Внезапно Сева заметил, что дождь окончательно стих, ветра нет, кругом не горят ни окна многоквартирного дома, ни одинокие фонари, тускло светившие, когда он шел в аптеку. И тишина. Абсолютная. Давящая. Сева ускорил шаг. Ему уже было все равно на боль в спине и обиду на весь мир. Ему было тревожно. И эта необъяснимая тревога нарастала, обволакивая его.
Где-то сбоку послышались шорохи. Он остановился, направив свет телефона на ближайшие кусты. Несколько секунд он стоял, не дыша, ожидая чего-то страшного, по спине струйками стекал пот. Из кустов, почесываясь, вылез большой рыжий пес, понюхал штанину Севы и побежал дальше по своим собачьим делам. Севе даже стало смешно над тем, что он испугался какую-то дворнягу.
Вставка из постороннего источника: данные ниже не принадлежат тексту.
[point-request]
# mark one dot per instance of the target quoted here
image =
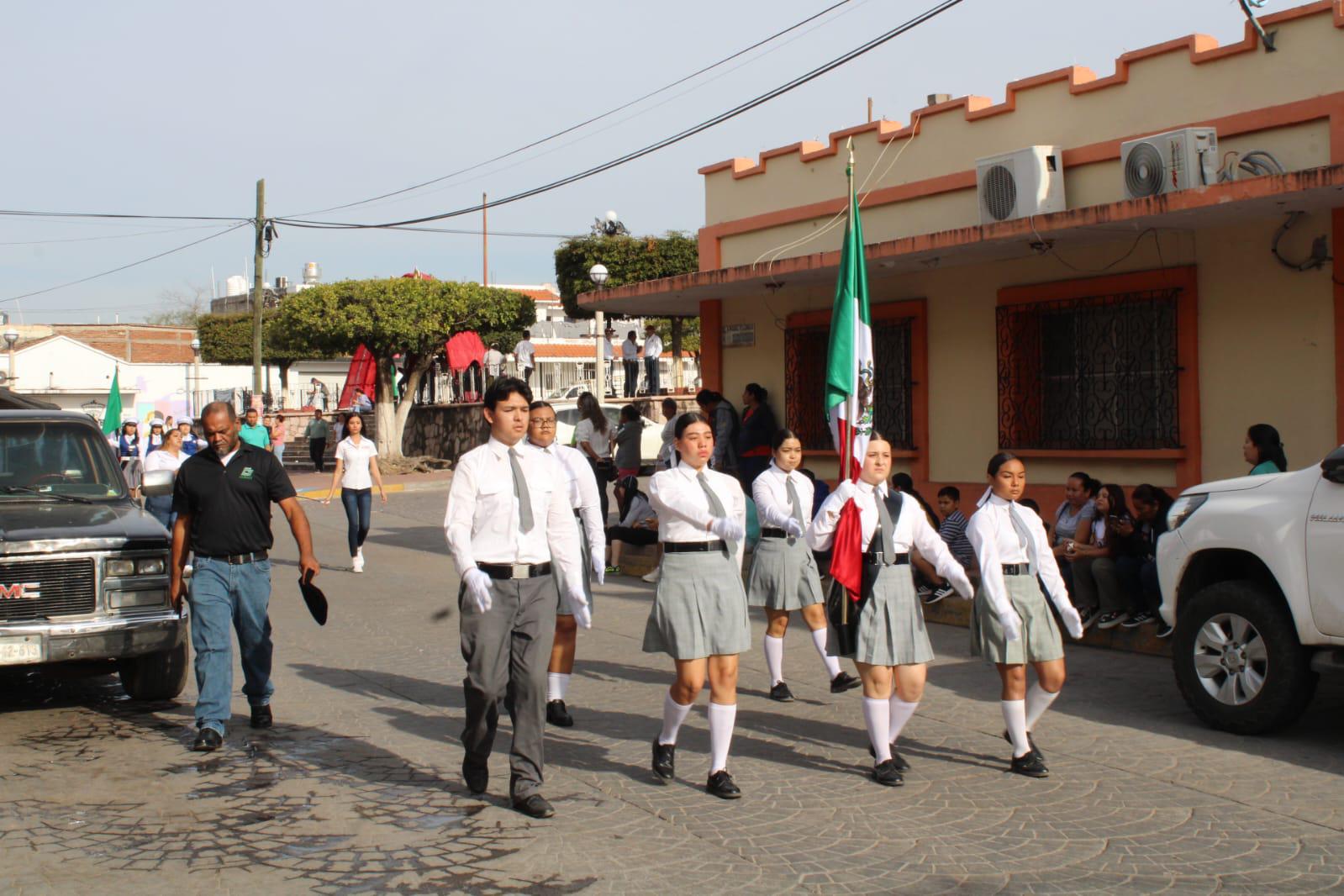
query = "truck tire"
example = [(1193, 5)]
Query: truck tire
[(155, 676), (1238, 662)]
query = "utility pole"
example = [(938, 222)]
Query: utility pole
[(258, 287)]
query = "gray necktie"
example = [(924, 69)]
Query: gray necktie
[(524, 498), (888, 547)]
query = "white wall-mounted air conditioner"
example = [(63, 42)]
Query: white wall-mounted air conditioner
[(1169, 161), (1022, 183)]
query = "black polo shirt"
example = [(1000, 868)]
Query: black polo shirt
[(230, 507)]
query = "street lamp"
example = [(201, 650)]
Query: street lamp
[(598, 276)]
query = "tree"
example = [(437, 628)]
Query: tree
[(397, 317)]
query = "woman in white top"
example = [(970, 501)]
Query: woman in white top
[(1011, 624), (893, 649), (784, 574), (699, 613), (356, 472), (168, 456)]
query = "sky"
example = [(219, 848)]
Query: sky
[(177, 109)]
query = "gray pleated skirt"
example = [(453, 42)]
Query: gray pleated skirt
[(585, 554), (699, 609), (784, 575), (891, 626), (1039, 640)]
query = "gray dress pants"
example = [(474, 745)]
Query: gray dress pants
[(507, 651)]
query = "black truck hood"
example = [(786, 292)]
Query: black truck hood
[(93, 525)]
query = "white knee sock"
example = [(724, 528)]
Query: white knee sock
[(819, 638), (722, 719), (1038, 702), (878, 715), (774, 658), (901, 712), (1015, 716), (673, 715)]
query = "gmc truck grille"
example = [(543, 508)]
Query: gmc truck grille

Домофон у подъезда, обычно переливавшийся огоньками подсветки, был темен и не подавал признаков жизни, замок был открыт. «Всё ясно, электричество отключили во всем районе, наверное, опять авария на подстанции, ерунда», – подумал Сева. Он поднялся на свой этаж, открыл квартиру. В прихожей попытался не врезаться в ту злосчастную коляску, которой травмировал спину. Но ее не оказалось на месте. «Хм, странно». Разделся, повесил одежду в шкаф, показавшийся ему слишком просторным. Дошел до кухни, выпил таблетку обезболивающего. Вскипятил чайник («Хорошо, что плита газовая и чайник обычный есть»), налил жене чай, взял купленную мазь и пошел уговаривать натереть ему спину.
Зашел в спальню, поставил чашку на тумбочку, сел на кровать. Привычным движением он занес руку, чтобы погладить жену по голове. И промахнулся. Подсвечивая телефоном, он осмотрел кровать. Пусто. «Уснула в детской на тахте?» Пусто… И детская – не детская, а просто пустая комната. Врезаясь в дверные косяки, Сева побежал искать вещи жены. Но их не было. Не было на стене и их фото: знакомство, поездка в Сочи, свадьба, выписка из роддома. Ничего не было. Сева прислонился спиной к стене и медленно сполз на пол. Шутка, а ведь это наверняка была шутка его жены, затянулась.
Дрожащими пальцами он набрал ее номер телефона. «Набранный вами номер не существует». Он набирал номер снова и снова. Он не понимал, куда могла деться его семья, их вещи. Набрал номер тещи. «Набранный вами номер не существует». Теща живет недалеко, на другом конце района, через сквер рукой подать. Надо бежать к ней, они наверняка там. Почему она так поступила? По-че-му?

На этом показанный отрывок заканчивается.